Più tiepido il giudizio di Luca Pacilio su Gli Spietati, secondo il quale «da un lato il discorso del regista è molto chiaro – nel suo confondere le coordinate, muoversi su più livelli, tra storia possibile e impossibile, veglia e orinismo, fatti e what if -, dall’altra parte a questa lucidità di intenti fa riscontro una certa distanza, una coscienza intellettuale che raffredda una materia vibrante, viva, pulsante». Qualche perplessità è espressa anche da Emiliano Morreale sulla Repubblica: «Una volta capito il colpo di scena (che non sveliamo) arrivano divagazioni un po’ peregrine come il rapporto tra la pianista Martha Argerich e sua figlia.
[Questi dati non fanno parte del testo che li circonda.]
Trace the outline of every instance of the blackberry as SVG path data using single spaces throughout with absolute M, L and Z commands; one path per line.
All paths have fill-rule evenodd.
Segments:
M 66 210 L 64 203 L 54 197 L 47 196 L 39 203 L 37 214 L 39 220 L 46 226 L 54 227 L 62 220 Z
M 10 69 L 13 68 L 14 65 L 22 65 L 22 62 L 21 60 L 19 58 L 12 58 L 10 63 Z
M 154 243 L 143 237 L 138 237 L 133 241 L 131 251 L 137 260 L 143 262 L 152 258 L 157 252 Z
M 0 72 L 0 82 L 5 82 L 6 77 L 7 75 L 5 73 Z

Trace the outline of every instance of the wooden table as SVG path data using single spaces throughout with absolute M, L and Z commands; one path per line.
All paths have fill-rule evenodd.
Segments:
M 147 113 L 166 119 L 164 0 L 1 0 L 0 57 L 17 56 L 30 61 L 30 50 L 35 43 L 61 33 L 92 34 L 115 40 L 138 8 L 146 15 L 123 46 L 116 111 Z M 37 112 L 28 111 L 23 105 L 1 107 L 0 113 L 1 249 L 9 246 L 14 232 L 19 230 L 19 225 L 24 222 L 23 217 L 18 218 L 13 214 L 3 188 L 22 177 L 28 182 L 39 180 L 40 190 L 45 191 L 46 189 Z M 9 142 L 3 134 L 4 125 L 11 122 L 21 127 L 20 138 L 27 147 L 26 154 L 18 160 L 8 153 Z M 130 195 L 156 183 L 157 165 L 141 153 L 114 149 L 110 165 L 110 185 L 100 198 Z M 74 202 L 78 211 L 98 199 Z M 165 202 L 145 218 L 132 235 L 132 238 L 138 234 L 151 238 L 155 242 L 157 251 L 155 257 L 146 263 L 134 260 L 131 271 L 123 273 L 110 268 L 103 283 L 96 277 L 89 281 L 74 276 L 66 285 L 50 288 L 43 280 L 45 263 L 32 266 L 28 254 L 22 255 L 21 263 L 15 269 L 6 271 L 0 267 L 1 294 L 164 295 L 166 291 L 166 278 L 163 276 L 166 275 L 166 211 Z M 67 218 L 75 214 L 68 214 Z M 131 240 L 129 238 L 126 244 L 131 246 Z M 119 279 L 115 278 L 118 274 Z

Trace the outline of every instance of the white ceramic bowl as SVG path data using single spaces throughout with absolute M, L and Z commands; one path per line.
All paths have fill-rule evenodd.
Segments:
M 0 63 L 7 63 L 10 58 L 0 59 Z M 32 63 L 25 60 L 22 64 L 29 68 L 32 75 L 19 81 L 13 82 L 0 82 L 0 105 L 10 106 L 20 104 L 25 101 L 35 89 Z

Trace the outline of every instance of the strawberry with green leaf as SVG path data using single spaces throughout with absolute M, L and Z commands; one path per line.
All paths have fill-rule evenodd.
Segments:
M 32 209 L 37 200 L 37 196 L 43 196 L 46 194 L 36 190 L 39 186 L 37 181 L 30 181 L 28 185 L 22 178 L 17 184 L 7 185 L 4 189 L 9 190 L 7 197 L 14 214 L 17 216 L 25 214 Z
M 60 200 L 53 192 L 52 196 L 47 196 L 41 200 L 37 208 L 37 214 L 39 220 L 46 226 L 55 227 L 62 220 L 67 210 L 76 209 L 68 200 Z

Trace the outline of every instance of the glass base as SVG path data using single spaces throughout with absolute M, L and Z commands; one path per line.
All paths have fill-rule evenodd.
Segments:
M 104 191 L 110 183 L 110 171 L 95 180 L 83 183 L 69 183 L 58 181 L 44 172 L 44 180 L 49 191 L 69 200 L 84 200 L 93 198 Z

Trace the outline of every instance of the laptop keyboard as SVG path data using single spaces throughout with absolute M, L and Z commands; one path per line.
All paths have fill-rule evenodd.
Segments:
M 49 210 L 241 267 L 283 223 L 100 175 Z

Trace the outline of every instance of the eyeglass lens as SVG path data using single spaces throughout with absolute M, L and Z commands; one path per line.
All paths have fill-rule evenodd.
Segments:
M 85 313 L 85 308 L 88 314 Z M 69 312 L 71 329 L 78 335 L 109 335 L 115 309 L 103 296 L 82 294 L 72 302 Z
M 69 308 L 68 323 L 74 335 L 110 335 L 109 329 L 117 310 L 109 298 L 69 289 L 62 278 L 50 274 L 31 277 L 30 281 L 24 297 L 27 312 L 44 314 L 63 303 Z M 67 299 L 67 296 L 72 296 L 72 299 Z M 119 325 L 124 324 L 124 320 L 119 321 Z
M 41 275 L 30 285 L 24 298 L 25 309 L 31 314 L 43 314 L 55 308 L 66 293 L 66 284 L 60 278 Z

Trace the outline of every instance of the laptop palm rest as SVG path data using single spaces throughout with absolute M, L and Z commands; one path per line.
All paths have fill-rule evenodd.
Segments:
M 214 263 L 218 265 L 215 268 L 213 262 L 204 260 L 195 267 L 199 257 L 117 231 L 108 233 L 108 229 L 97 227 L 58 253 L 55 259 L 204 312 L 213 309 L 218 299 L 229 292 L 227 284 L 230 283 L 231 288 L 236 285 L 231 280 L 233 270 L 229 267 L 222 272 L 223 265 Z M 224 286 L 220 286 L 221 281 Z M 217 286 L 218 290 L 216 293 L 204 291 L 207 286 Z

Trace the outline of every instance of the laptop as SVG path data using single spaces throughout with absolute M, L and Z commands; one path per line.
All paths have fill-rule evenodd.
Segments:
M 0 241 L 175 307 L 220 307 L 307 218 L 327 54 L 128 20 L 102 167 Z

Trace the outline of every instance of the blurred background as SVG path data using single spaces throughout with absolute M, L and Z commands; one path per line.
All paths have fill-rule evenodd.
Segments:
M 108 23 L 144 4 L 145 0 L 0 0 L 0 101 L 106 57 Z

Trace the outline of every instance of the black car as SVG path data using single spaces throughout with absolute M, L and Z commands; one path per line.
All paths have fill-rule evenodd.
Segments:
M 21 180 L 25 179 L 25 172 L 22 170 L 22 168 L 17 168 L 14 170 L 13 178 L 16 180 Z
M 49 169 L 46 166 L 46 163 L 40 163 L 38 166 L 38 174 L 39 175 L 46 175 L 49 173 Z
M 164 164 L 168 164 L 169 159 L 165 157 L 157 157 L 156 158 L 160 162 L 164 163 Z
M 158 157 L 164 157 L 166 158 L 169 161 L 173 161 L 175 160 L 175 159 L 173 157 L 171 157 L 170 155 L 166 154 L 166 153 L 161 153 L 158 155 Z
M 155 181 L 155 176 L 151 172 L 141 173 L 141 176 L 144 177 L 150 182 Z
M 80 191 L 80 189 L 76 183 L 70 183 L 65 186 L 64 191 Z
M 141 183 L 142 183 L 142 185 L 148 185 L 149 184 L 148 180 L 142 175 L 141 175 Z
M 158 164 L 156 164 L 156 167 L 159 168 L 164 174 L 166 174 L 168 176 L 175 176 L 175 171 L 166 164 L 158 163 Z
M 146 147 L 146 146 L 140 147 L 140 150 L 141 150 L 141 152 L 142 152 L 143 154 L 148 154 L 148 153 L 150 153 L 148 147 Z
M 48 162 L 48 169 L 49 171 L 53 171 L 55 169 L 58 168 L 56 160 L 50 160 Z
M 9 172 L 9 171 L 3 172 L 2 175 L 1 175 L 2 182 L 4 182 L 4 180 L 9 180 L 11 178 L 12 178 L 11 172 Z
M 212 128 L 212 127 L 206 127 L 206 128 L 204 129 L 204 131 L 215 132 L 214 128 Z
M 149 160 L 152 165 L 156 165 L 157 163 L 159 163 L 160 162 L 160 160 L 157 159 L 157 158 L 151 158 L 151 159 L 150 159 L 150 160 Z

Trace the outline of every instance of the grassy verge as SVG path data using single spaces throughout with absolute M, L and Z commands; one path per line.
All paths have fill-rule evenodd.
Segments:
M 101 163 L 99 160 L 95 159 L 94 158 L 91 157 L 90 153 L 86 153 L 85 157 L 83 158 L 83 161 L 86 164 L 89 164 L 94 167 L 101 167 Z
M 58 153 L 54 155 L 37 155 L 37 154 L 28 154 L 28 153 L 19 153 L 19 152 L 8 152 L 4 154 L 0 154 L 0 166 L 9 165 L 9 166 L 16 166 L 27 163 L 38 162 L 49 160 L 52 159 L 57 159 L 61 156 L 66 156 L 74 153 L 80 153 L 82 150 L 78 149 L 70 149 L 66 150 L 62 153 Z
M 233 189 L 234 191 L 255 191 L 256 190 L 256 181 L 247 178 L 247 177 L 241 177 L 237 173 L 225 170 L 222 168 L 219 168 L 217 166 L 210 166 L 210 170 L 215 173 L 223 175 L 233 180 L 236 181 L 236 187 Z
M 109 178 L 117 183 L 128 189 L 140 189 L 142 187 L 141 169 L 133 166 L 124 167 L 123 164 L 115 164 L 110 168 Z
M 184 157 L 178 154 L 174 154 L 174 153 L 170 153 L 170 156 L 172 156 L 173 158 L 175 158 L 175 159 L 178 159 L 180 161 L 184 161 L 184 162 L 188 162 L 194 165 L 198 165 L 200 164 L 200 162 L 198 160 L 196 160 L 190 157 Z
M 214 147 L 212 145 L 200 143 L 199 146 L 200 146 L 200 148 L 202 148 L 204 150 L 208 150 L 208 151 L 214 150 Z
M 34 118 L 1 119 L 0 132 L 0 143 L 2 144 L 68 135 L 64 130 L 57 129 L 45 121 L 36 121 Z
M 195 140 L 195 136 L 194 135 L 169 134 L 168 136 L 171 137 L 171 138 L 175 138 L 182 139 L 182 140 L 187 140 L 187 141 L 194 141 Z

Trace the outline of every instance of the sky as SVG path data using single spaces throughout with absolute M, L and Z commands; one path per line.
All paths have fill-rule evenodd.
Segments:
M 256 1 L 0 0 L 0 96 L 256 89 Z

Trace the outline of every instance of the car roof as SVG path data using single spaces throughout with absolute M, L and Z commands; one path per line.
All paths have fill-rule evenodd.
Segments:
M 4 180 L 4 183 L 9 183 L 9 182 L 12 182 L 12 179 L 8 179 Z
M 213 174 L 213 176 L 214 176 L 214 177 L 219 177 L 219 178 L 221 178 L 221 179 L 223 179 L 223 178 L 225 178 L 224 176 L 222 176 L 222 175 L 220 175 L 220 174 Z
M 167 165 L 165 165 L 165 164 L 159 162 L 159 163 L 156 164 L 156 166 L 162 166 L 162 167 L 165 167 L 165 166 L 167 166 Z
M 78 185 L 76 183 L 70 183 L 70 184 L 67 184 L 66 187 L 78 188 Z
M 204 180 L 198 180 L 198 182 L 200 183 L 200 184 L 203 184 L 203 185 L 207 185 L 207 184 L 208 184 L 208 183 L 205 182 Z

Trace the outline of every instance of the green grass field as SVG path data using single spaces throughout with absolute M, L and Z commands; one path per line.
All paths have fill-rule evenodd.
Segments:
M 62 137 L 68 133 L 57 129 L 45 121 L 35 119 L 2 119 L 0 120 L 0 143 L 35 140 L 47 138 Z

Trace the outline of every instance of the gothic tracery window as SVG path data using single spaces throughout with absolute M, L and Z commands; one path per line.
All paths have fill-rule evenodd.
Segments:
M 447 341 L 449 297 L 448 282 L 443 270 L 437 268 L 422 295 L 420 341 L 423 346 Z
Rimane un certo fascino della composizione sfranta, ardita».
La natura “riflettente”, duplice, di questa composizione fa sì che Chiara Borroni su Cineforum, a proposito del film, citi Gilles Deleuze e «l’immagine-cristallo, intesa come l’immagine capace di essere al contempo attuale e virtuale». E se si teme il rischio che il gioco di Amalric sia troppo cervellotico, o fine a se stesso, nelle sue scelte stilistiche e narrative, Eugenio Renzi sulle pagine del Manifesto ci rassicura: «ogni volta che Serre-moi fort è sul punto di eccedere nel proprio formalismo si riprende, grazie a un dettaglio, un colpo di genio, una battuta».